By Brad Friedman on 5/4/2006, 1:21am PT  

As you know, those "glitches" in our elections are never Diebold's fault, or that of any of the Electronic Voting Machine Vendors who supply the equipment that doesn't actually work. It's always an untrained pollworker, or a voter who didn't read the instructions, or too darn much humidity.

So it wasn't Diebold's fault when Diebold's machines failed to work or to count absentee ballots by the thousands on Tuesday in Cuyahoga County, Ohio's Primary Election.

Look! Here's proof!

First of all, electronic optical scanners made by Diebold could not count absentee ballots. But Diebold said it was an issue with the printing of the ballots, not their machines.

Secondly, some precincts have more machines on the blink that those that were working. This was due in part to dozens of Election Day technicians, or EDTs, not showing up on Tuesday.

The EDTs are volunteers trained to fix any problems with the electronic Diebold voting machines.
...
Mark Radke, a spokesman for Diebold, said, "In fact, we went out to some of the precincts to direct some of the poll openings because some people didn't show up.

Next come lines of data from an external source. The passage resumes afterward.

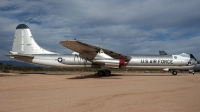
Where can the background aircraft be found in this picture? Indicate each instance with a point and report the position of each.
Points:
(85, 55)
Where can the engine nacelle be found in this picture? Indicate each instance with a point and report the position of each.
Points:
(112, 63)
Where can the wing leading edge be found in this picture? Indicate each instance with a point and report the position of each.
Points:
(81, 47)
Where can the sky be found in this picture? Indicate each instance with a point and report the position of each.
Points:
(124, 26)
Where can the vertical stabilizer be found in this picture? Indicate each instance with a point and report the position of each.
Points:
(24, 42)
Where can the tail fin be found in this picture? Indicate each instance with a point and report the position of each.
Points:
(24, 42)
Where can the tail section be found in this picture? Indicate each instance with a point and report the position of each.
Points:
(24, 42)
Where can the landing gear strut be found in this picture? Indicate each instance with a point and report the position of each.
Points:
(104, 72)
(174, 72)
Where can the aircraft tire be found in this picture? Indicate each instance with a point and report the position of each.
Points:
(174, 72)
(100, 73)
(107, 72)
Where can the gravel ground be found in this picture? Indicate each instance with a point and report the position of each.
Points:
(84, 92)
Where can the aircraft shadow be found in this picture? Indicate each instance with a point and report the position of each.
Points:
(116, 76)
(95, 76)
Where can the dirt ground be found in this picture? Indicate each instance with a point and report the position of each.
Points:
(84, 92)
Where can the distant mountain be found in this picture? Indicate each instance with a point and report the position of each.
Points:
(18, 63)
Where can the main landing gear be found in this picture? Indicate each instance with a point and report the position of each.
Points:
(174, 72)
(104, 72)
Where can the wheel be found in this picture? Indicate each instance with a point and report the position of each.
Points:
(100, 72)
(107, 72)
(174, 72)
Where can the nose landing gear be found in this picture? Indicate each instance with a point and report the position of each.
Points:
(174, 72)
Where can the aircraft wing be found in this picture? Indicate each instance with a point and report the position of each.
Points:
(81, 47)
(27, 58)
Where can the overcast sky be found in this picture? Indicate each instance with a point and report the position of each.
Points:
(125, 26)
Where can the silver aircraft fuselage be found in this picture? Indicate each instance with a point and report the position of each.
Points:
(86, 55)
(164, 62)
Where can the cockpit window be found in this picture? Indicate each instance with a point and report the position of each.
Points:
(184, 55)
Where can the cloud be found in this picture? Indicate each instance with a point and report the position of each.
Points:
(131, 26)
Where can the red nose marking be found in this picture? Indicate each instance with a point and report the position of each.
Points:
(121, 62)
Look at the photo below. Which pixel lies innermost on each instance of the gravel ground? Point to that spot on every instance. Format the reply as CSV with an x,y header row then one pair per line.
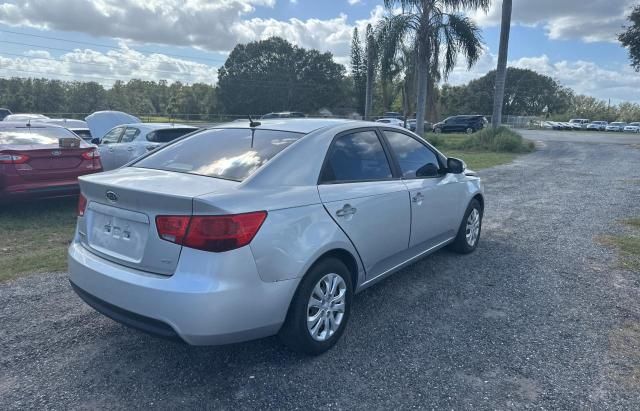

Within two or three minutes with a little direction, people would have had the equipment up and running with no problem at all."

As of 5pm Wednesday, Cuyahoga County was still hand-counting the 17,000 absentee ballots which the Diebold machines, through absolutely no fault of Diebold's, were unable to count as Diebold had promised.

No word yet on whose fault it wasn't that Diebold's paper-trail printers kept jamming all day, or on the 70 Diebold memory cards (otherwise known as thousands and thousands of ballots) which went missing. But we know that wasn't Diebold's fault either. Though perhaps the part about them being so incredibly easy for anybody to change the data on those cards in about 30 seconds while they're "missing" could be Diebold's fault.

Nah. It's probably just the humidity.